Digital Object Specifications
The HathiTrust repository was created according to the framework for Open Archival Information Systems (OAIS). Definitions from this framework are used in the discussion of specifications for Digital Objects (Archival Information Packages) below.
Definitions
- Archival Information Package (AIP) – The Information Package, consisting of the Content Information and the associated Preservation Description Information (PDI), which is preserved within HathiTrust.
- Submission Information Package (SIP) – The Information Package that is delivered to HathiTrust for use in the construction of one or more AIPs.
- Content Information – The set of information that is the original target of preservation. It is an Information Object comprised of its Content Data Object and its Representation Information.
- Content Data Object – the data object that, together with Representation Information, is the original target of preservation (in HathiTrust currently, page image files and associated OCR files and metadata)
- Representation Information – the information that maps a Data Object into more meaningful concepts (this includes at a very granular level standards such as Unicode and TIFF).
- Preservation Description Information – The information which is necessary for adequate preservation of the Content Information and which can be categorized as Provenance, Reference, Fixity, and Context information.
- Provenance Information – documents the history of the Content Information, including its creation, any alterations to its content or format over time, its chain of custody, any actions (such as media refreshment or migration) taken to preserve the Content Information, and the outcome of these actions.
- Reference Information – uniquely identifies the Content Information within HathiTrust (e.g., repository identifier), as well as in relation to entities and systems external to HathiTrust (e.g., OCLC number, ISBN, etc.).
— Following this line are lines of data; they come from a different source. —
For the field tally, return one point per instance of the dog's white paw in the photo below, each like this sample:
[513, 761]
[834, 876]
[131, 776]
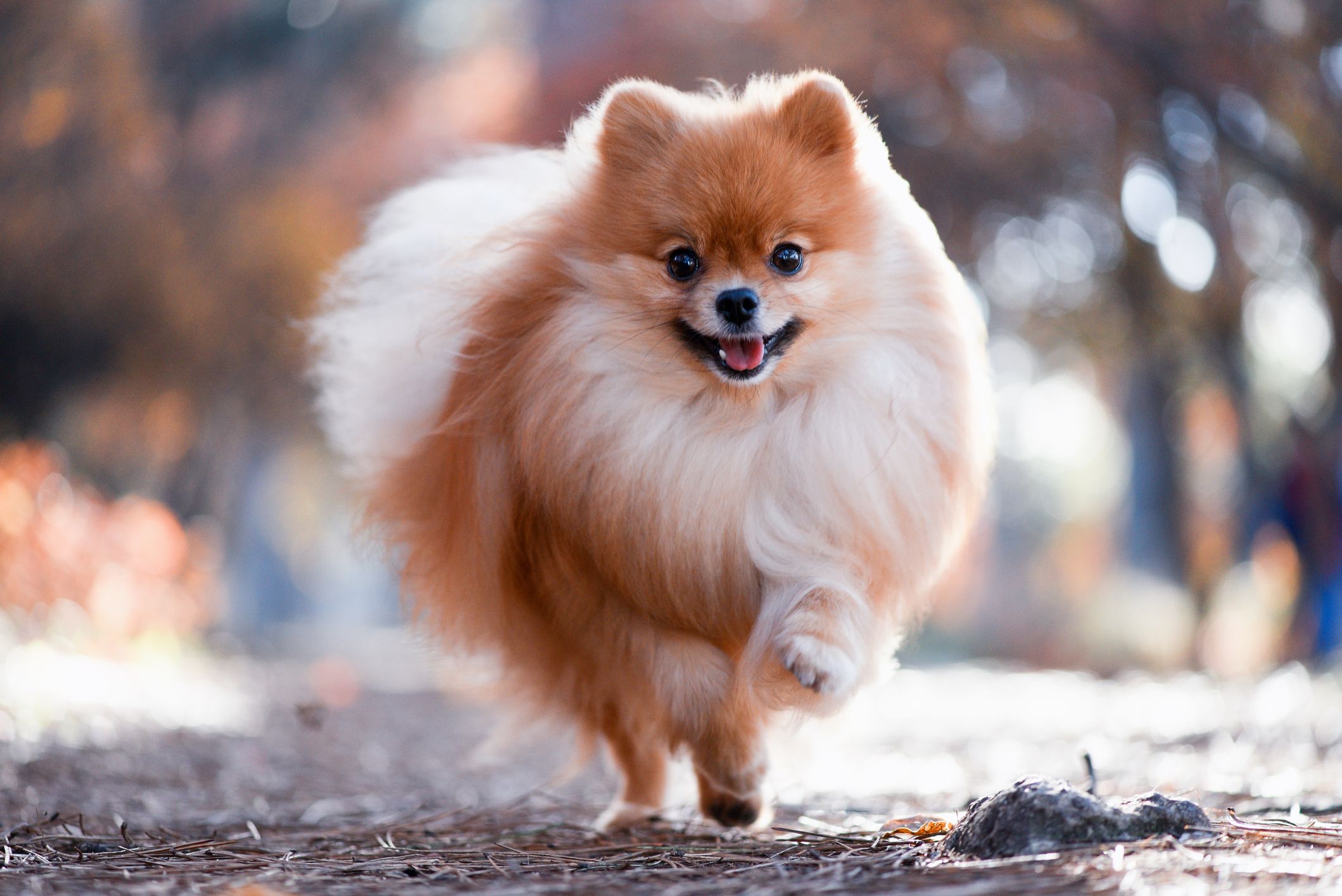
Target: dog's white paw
[622, 816]
[820, 666]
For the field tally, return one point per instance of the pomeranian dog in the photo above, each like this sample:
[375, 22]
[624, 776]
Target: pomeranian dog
[678, 422]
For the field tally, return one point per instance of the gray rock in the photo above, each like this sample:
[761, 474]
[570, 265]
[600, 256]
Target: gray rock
[1039, 814]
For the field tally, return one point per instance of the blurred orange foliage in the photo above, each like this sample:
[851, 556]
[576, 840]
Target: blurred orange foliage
[130, 564]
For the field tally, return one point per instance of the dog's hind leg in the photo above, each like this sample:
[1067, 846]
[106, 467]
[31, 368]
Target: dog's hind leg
[640, 755]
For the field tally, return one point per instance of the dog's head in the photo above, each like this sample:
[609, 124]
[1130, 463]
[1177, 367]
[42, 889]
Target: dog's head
[726, 225]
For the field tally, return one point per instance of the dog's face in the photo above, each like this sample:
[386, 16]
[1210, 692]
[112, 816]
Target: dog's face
[726, 235]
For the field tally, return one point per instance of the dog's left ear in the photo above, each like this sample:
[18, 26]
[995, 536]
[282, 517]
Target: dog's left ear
[636, 122]
[819, 116]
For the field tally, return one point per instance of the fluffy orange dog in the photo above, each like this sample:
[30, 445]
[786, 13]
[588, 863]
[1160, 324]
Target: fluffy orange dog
[680, 420]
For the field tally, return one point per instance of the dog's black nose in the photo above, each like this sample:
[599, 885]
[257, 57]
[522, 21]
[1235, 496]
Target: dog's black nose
[737, 306]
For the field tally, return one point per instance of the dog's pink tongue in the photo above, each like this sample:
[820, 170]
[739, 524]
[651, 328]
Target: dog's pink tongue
[742, 355]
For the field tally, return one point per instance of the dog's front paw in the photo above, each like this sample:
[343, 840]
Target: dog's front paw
[820, 666]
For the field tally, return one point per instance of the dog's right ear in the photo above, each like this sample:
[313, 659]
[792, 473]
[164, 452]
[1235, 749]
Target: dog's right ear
[636, 123]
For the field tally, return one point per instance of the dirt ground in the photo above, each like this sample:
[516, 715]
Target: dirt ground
[391, 792]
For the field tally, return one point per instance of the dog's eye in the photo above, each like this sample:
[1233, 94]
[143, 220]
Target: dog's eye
[682, 265]
[787, 258]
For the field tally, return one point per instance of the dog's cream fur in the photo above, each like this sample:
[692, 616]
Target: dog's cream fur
[659, 552]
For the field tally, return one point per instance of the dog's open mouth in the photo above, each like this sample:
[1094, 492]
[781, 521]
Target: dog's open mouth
[741, 357]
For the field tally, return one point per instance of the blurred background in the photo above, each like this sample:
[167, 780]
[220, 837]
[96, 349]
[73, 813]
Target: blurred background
[1145, 195]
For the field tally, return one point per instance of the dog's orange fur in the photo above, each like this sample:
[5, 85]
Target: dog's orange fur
[615, 574]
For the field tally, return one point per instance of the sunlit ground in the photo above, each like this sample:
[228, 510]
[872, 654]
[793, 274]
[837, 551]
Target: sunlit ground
[928, 738]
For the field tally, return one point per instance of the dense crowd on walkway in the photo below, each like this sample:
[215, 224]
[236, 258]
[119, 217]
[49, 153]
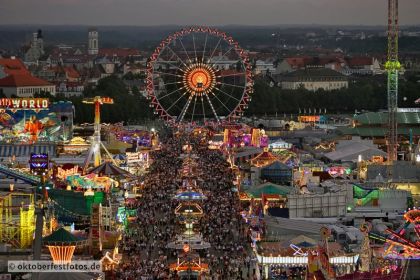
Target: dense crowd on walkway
[144, 244]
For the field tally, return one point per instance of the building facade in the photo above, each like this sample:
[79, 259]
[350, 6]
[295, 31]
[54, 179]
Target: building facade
[93, 42]
[314, 79]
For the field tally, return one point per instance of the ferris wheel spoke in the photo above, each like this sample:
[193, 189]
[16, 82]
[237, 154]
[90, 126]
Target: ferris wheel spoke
[182, 61]
[223, 104]
[195, 101]
[170, 107]
[185, 109]
[204, 112]
[185, 50]
[214, 50]
[204, 49]
[218, 60]
[225, 93]
[166, 95]
[230, 85]
[212, 108]
[195, 51]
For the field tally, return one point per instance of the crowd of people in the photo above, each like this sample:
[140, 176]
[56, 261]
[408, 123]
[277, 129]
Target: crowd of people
[144, 244]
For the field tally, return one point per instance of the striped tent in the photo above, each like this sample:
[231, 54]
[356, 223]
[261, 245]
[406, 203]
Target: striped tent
[109, 169]
[8, 150]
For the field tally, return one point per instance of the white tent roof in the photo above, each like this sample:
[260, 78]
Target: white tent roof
[351, 152]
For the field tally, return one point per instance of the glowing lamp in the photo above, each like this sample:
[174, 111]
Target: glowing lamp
[89, 192]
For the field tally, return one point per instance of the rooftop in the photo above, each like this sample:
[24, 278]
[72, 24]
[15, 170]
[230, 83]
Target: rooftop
[313, 74]
[22, 81]
[13, 66]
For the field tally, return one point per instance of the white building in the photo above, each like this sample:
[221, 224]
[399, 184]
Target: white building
[36, 49]
[331, 204]
[24, 86]
[264, 66]
[314, 79]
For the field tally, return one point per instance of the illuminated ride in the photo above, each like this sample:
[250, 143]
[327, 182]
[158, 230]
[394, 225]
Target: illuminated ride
[199, 74]
[404, 243]
[96, 144]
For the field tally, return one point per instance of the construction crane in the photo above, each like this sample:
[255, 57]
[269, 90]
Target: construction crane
[392, 67]
[95, 147]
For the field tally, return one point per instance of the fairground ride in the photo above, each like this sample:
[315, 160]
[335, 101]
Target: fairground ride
[404, 243]
[199, 74]
[96, 144]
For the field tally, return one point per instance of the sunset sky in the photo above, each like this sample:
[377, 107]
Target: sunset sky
[208, 12]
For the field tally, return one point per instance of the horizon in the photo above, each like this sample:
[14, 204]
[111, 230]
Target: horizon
[205, 12]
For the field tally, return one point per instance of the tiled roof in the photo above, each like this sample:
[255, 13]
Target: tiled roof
[122, 52]
[22, 81]
[13, 66]
[298, 62]
[382, 118]
[71, 72]
[359, 61]
[314, 74]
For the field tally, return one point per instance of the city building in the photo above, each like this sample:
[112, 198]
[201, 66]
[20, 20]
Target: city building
[24, 86]
[36, 49]
[12, 66]
[93, 41]
[362, 65]
[314, 79]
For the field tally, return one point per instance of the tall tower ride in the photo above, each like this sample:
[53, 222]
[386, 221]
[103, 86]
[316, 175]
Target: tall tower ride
[392, 67]
[93, 40]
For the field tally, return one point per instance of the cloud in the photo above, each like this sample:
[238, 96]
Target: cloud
[210, 12]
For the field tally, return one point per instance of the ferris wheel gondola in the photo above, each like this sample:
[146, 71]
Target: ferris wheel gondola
[199, 74]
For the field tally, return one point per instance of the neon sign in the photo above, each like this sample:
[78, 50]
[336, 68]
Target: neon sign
[63, 173]
[38, 162]
[24, 103]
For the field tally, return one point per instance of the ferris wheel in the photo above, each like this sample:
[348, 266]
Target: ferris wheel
[199, 74]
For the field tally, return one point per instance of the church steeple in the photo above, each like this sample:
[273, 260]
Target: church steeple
[93, 40]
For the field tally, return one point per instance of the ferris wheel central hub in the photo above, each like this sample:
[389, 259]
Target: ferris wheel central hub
[199, 79]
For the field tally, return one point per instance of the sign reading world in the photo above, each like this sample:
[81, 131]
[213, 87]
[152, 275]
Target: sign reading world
[24, 103]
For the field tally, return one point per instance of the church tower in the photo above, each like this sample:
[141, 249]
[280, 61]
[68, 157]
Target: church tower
[93, 47]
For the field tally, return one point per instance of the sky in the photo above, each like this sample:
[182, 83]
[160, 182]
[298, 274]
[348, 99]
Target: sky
[204, 12]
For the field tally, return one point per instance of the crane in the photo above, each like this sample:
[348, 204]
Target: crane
[392, 67]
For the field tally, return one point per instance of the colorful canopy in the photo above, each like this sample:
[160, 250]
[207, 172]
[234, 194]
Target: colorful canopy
[109, 169]
[62, 237]
[264, 159]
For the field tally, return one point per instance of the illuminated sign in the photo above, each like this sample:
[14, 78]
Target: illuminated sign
[38, 163]
[64, 173]
[24, 103]
[136, 157]
[309, 119]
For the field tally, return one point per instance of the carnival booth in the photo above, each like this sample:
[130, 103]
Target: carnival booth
[242, 136]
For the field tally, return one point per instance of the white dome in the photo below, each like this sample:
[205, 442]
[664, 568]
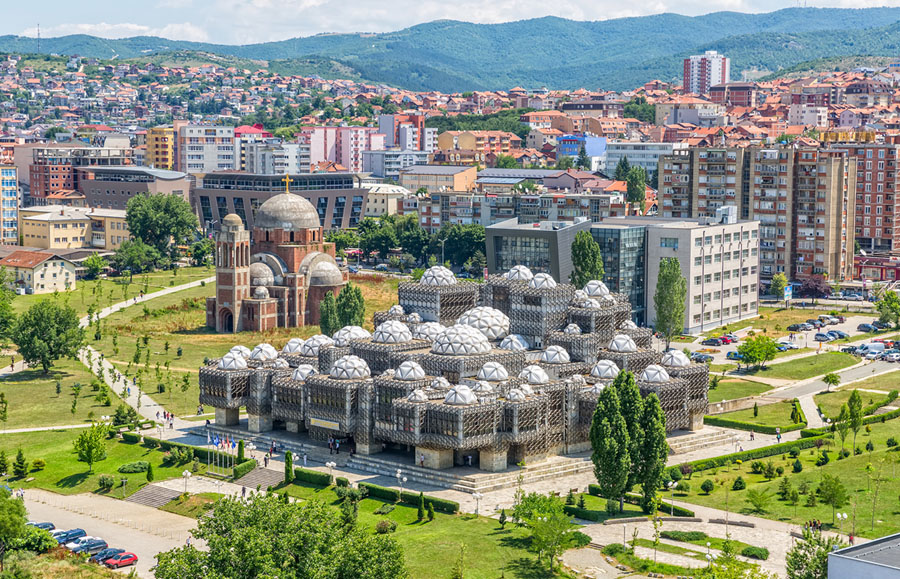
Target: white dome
[428, 331]
[572, 329]
[534, 375]
[242, 351]
[605, 370]
[555, 355]
[596, 288]
[675, 359]
[440, 383]
[622, 343]
[542, 281]
[410, 370]
[460, 341]
[343, 336]
[264, 353]
[482, 388]
[312, 345]
[438, 275]
[519, 273]
[515, 395]
[417, 395]
[655, 374]
[494, 324]
[350, 368]
[514, 343]
[392, 332]
[460, 395]
[302, 372]
[232, 362]
[493, 371]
- Fixity Information – validates the authenticity or integrity of the Content Information: for example, a check sum, a digital signature, or a digital watermark.
Specifications
Provenance, Reference, and Fixity Information for Content Information in HathiTrust are stored in one or more files conforming to the Metadata Encoding and Transmission Standard (METS). Digital objects or Archival Information Packages from all digitization sources include a “HathiTrust” METS file. AIPs from the Internet Archive and Google include an additional “Source” METS file. These two files are constituted as follows:
- A “Source” METS file is assembled from metadata provided to HathiTrust in the Submission Information Package, and contains information about the Content Information from the time of its creation to the time it enters the repository;
- A “HathiTrust” METS file is created on ingest and includes a subset of the Source METS file data, but is primarily a record of the object from the time it enters the repository forward. The Source METS is kept for preservation purposes only. The HathiTrust METS is used for both preservation and access purposes (i.e., in both the archival and dissemination information packages).
Preservation information included in the METS file is recorded using Preservation Metadata Implementation Strategies (PREMIS).
HathiTrust has defined a METS profile for the Google-digitized content archived in the repository, and had defined a generalized policy and specification framework for book and journal content (including image header metadata, resolution, identifiers, etc.). This is available at Contribute Content). The METS profile for Google-digitized content is given below, along with a summary of its structure. Examples of Google and Internet Archive “Source” and “HathiTrust” METS follow.
The PREMIS implementation used for most volumes in the repository is PREMIS 1.0, though the implementation used for the more recently added Internet Archive-digitized volumes is PREMIS 2.0. A description of HathiTrust’s PREMIS 1.0 usage is provided; a description of PREMIS 2.0 is forthcoming. HathiTrust plans to migrate preservation information for all content to PREMIS 2.0 in the near future.